Comment: Neither mainland Chinese nor Taiwan Chinese ought to support the agenda of the Taiwan independence movement, which has never involved anything so exalted as higher moral principles, but primitive tribal affiliation.

China Post: However, these politicians are effectively seeking to interfere with the freedom of local citizens to marry anyone they please, not least including citizens of mainland China and other countries.

We simply cannot eliminate the constitutionally protected right of local citizens to choose their wives and husbands merely to satisfy the political agenda of a small handful of politicians.

Comment: Hear! Hear! Am I mistaken, or did I actually hear a declaration of moral principles in addition to citation of legal principles?

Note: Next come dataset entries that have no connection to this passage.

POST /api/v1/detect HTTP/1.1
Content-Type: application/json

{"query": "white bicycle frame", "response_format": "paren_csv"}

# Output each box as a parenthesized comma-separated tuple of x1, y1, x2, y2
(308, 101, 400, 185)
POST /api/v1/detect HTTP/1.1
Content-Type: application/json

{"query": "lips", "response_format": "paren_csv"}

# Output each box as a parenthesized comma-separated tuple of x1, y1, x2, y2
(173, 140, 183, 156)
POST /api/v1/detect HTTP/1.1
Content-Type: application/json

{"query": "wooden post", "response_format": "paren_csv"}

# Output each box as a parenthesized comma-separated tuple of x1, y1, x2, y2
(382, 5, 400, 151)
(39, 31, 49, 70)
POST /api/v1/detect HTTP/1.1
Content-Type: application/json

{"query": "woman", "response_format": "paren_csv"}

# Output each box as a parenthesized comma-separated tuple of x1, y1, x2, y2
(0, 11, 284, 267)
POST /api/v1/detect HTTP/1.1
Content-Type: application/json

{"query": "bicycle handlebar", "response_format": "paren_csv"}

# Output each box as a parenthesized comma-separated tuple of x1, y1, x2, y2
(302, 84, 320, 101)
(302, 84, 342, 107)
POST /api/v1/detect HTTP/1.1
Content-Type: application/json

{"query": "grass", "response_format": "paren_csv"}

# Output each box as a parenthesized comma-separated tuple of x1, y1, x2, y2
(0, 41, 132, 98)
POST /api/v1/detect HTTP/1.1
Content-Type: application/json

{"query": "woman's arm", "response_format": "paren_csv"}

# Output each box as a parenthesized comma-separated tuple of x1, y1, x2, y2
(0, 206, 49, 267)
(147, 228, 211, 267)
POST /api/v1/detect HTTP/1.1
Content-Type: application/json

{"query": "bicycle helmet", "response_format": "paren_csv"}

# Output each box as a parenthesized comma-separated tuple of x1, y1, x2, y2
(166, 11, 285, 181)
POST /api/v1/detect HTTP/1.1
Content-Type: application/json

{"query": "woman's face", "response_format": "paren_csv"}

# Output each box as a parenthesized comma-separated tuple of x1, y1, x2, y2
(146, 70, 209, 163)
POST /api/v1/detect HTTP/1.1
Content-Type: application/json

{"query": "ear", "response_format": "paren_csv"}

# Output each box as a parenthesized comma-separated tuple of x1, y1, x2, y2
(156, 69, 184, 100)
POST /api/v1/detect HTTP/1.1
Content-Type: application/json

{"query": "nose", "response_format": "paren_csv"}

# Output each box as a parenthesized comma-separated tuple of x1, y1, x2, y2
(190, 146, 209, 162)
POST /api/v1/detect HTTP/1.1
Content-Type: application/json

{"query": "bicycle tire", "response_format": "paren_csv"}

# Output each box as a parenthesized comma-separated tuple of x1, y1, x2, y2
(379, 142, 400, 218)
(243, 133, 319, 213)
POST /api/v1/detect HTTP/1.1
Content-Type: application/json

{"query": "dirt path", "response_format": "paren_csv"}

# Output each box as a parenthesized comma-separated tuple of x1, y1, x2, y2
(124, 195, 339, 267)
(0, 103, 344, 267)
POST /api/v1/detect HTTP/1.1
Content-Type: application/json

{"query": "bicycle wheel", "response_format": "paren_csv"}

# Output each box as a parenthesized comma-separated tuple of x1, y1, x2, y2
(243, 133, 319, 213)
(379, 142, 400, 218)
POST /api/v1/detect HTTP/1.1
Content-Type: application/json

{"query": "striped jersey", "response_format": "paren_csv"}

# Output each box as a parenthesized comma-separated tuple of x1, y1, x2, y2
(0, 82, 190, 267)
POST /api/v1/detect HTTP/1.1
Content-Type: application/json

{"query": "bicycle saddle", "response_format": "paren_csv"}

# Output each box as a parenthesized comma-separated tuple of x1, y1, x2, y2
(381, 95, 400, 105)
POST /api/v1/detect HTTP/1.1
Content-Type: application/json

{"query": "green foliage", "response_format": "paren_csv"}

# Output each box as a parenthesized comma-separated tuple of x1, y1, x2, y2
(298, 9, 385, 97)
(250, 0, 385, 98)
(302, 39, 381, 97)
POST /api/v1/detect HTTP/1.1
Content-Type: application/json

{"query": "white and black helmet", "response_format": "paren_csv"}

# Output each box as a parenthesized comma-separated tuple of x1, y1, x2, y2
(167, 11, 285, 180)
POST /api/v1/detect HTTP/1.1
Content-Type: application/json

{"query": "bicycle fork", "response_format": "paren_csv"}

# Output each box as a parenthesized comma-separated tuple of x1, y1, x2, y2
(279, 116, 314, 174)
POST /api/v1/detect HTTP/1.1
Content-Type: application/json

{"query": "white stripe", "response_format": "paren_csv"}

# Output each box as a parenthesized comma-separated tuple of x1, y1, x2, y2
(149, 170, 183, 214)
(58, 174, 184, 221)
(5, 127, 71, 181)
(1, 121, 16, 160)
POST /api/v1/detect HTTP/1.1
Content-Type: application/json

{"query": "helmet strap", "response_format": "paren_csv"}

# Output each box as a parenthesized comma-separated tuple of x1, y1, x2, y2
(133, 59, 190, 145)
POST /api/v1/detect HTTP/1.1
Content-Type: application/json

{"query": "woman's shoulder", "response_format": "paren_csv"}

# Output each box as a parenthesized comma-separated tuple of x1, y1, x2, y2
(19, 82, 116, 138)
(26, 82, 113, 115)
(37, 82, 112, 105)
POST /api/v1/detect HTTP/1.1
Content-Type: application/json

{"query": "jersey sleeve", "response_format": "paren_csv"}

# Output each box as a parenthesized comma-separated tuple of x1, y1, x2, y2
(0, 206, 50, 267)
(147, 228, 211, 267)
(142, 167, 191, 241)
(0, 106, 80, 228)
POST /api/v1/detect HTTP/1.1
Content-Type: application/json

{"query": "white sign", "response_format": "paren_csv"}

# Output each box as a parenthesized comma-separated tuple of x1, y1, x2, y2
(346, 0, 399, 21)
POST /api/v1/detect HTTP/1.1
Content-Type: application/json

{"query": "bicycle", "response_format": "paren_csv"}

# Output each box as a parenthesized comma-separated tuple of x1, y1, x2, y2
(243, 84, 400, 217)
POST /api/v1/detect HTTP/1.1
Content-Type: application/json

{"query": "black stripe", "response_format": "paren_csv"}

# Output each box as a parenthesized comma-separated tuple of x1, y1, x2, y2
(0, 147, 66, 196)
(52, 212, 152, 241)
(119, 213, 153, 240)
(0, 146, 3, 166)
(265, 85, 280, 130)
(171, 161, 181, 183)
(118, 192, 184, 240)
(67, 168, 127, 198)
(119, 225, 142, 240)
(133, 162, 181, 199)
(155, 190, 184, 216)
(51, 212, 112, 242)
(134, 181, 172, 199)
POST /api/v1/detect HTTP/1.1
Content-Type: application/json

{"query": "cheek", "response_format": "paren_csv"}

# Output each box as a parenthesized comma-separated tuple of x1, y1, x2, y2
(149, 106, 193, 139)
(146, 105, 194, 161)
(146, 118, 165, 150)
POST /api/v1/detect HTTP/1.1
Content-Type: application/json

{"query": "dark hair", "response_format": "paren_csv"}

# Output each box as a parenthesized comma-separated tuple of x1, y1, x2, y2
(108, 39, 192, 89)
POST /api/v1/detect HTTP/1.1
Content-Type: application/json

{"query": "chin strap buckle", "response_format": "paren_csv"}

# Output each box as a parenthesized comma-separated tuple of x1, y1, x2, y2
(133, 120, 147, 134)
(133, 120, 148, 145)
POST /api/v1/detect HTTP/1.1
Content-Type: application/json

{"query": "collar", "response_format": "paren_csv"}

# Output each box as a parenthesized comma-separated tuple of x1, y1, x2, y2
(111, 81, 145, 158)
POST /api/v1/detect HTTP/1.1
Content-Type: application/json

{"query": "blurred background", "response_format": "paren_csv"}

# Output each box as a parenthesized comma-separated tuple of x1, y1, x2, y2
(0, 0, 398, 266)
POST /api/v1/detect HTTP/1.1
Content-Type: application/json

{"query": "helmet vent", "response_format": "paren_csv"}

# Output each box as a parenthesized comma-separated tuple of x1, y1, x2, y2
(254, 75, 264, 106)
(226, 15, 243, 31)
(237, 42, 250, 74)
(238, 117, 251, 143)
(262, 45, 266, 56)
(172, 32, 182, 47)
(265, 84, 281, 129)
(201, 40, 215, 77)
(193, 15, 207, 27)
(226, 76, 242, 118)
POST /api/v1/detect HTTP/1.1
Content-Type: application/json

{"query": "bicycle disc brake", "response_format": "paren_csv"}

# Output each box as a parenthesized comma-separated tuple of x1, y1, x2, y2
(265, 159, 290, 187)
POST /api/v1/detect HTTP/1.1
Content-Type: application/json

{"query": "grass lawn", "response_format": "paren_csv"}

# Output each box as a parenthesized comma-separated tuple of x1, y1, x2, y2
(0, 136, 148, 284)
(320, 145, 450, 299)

Actually the China Post editors were much too polite: “effectively seeking to interfere with the freedom of local citizens to marry anyone they please?”

What they should have said is “These contemptible racists are resorting to state violence to prevent sovereign and independent human beings from making the most basic and important decisions of their lives — whom to marry and have children with.”

China Post: At the same time, it is patently unfair for politicians to blame society’s woes on people who lack citizenship and therefore have no right to vote.

During the legislative hearing, Lo claimed that the government has to spend some NT$3 billion per year “taking care” of foreign spouses in Taiwan. Remarks like these make it appear as if our politicians regard foreign spouses as refugees, or maybe even less than human.

How much money has been spent by foreign governments providing welfare benefits to Taiwan nationals who have emigrated abroad in vast numbers over past decades?

And considering the fact that many foreign spouses work to support their households, how much money in tax revenues have foreign spouses brought to the government’s coffers?

It is not completely unreasonable to assume that the amount of tax revenues generated from foreign spouses may equal or even exceed the NT$3 billion per year that is spent to “take care” of them.

Comment: Such pragmatic arguments involving profit and loss may be perfectly true, but should one have to make them in the first place? Any society in which individuals must justify the exercise of human rights as basic as the choice of one’s own spouse, to government officials, on fiscal grounds, can hardly be considered a free society.

China Post: Inciting zealotry and blaming non-nationals who cannot vote in elections is not the right way to find an answer to the social changes that have prompted one of every five marriages to involve non-ROC citizens.

Comment: Inciting zealotry and blaming disenfranchised minorities may not be the way civilized societies respond to social change, but it most assuredly is the way of the Taiwan independence movement, which is no friend of liberty.

Individual liberty has allowed Chinese men on Taiwan to marry Chinese women from the Chinese mainland. The exercise of their fundamental human right to marry whomever they choose is throwing a monkey wrench into the Taiwanization/de-Sinicization social engineering project of the Taiwan independence movement. It is undermining the Taiwan independence movement’s effort to create an artificial “Taiwanese, not Chinese” ethnic identity.

In short, Taiwan independence political priorities are fundamentally at odds with individual liberty, and individual liberty is fundamentally at odds with Taiwan independence political priorities.

As I have been saying for over a decade, the Taiwan independence movement, due to its atavistic political priorities, is a natural enemy of liberty. It always has, and always will be.